David Kopacz is an acting assistant professor in the UW Department of Psychiatry and Behavioral Sciences. He practices at the Puget Sound VA in Primary Care Mental Health Integration. He has always been interested in whole-person, holistic treatments and delivery systems, and integrated care seems like a logical extension of that work. Dr. Kopacz is board certified through the American Board of Psychiatry and Neurology as well as the American Board of Integrative & Holistic Medicine and the newly formed American Board of Integrative Medicine. He is the author of two books: Re-humanizing Medicine: A Holistic Framework for Transforming Your Self, Your Practice, and the Culture of Medicine, and Walking the Medicine Wheel: Healing Trauma & PTSD, with co-author Joseph Rael (Beautiful Painted Arrow).
What do you find most satisfying about working in integrated care or on ICTP?
I really enjoy working with all the great staff on this project!
From your perspective, what do you feel are the greatest successes of ICTP to date?
Bringing together everything into a program and having run a year of classes and clinicals is an amazing accomplishment!
What led you to where you are today professionally?
This is an interesting question as I have worked in a number of different practice settings over the years. In some ways I am where I am now because of failing a calculus class my first year of college (I intended to become an astronautical/aeronautical engineer and design spacecraft for NASA). In the ensuing crisis (I was on academic probation), I thought long and hard about what it was that I wanted to study and what I wanted to do in my life. I knew it had something to do with science, people, and nature. While I was staring off into space, I re-focused on my bookshelf in front of me. I wondered if the books I was interested in would help me to choose what I would do with my life. Two books stood out, both by psychiatrists: M. Scott Peck’s The Road Less Traveled and Carl Jung’s Modern Man in Search of a Soul. These two psychiatrists combined interests in spirituality, religion, art, anthropology, and personal development along with psychotherapy and biology. Psychiatry seemed like it would be a good fit, and it truly has been as I have spent time working abroad in New Zealand and have had opportunities to use psychotherapy, personal development, rehabilitation, cultural understandings, and biological psychiatry in my various roles.
Who is the most inspirational person to you?
I have the great luck to be working with a very inspirational person – Joseph Rael (Beautiful Painted Arrow). Joseph is a Native American healer and artist, and I have had a friendship and working relationship with him for 3 years now. When I was younger, I very much wanted to work for the Indian Health Service, but that never came to pass; however, later in life I met Joseph and have been learning a great deal from him. We collaborated on a book together, Walking the Medicine Wheel: Healing Trauma & PTSD, and we are now working on a follow-up book.

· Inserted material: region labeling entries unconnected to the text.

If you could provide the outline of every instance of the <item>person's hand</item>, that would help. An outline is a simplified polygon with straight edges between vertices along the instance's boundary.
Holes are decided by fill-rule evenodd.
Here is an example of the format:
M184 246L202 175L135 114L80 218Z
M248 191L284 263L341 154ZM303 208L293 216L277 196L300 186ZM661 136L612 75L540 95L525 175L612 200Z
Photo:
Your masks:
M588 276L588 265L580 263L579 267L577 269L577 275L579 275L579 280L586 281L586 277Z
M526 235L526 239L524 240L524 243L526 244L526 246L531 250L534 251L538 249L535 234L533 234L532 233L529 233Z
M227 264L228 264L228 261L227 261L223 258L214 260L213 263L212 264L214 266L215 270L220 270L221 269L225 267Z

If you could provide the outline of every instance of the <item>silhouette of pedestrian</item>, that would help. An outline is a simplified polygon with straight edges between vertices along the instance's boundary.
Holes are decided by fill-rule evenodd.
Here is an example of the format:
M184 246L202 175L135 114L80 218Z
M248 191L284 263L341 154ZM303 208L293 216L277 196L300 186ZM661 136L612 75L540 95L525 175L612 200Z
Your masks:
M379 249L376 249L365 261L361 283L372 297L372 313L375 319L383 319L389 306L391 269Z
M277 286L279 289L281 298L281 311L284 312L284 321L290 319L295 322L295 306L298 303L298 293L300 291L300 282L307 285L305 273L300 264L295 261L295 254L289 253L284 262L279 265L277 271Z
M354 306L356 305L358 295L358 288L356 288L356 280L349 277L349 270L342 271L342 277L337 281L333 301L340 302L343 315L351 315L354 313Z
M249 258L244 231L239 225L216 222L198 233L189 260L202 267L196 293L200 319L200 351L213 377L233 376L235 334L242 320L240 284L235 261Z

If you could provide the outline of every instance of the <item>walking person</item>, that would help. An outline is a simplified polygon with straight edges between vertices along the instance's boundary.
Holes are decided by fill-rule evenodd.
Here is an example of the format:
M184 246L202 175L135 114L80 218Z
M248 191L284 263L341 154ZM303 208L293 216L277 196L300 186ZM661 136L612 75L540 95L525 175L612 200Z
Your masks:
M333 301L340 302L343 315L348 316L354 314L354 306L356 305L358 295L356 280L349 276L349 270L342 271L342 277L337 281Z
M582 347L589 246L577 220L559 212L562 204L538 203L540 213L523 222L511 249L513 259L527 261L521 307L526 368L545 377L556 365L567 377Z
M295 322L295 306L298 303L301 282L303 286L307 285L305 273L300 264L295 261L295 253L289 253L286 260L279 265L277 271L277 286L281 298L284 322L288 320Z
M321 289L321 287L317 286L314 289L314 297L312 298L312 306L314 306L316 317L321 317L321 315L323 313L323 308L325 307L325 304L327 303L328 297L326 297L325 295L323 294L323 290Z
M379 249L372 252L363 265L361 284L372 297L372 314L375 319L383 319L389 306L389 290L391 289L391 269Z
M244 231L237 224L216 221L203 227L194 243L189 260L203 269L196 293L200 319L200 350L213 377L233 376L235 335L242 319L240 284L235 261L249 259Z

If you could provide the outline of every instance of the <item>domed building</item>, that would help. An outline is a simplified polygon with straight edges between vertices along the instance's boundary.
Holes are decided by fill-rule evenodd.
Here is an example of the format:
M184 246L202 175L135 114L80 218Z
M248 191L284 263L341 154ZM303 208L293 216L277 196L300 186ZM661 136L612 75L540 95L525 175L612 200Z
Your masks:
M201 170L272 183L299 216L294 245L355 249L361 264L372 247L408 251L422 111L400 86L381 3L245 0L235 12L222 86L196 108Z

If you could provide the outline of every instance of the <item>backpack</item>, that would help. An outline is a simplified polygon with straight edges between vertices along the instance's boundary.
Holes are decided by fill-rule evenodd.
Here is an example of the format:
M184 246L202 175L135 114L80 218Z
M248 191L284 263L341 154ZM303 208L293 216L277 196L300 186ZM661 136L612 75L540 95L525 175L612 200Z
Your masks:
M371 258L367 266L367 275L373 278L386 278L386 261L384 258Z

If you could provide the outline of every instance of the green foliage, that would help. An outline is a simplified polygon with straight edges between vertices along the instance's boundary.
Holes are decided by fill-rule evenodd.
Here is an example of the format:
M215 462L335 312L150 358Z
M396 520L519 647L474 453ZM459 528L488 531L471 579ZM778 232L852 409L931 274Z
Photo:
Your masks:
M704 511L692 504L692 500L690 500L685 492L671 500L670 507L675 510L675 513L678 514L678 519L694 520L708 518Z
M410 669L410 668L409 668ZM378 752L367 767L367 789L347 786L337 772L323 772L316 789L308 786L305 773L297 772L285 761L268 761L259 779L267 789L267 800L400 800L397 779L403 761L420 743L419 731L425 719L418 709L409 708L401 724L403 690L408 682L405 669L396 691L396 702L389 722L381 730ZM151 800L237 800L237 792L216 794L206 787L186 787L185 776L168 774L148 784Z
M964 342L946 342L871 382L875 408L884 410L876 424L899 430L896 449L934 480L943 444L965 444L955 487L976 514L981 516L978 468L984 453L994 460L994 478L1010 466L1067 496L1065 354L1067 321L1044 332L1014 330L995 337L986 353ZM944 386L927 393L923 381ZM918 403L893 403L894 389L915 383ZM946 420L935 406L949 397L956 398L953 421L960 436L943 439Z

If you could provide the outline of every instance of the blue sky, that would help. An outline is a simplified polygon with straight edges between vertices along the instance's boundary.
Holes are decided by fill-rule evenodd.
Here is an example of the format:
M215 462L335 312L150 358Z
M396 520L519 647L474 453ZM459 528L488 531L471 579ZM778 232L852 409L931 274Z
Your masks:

Tell us about your favorite vacation. What makes it your favorite?
Western Samoa. We had a hotel that was a 10-minute walk from a marine reserve, and I went snorkeling once or twice a day!
Who was your favorite teacher and why?
Bob Molokie, a hematology/oncology doctor in Chicago, was one of my favorite mentors. When I would answer a question incorrectly, he would make up a question for which that was the correct answer, and then ask me the first question until I got it right.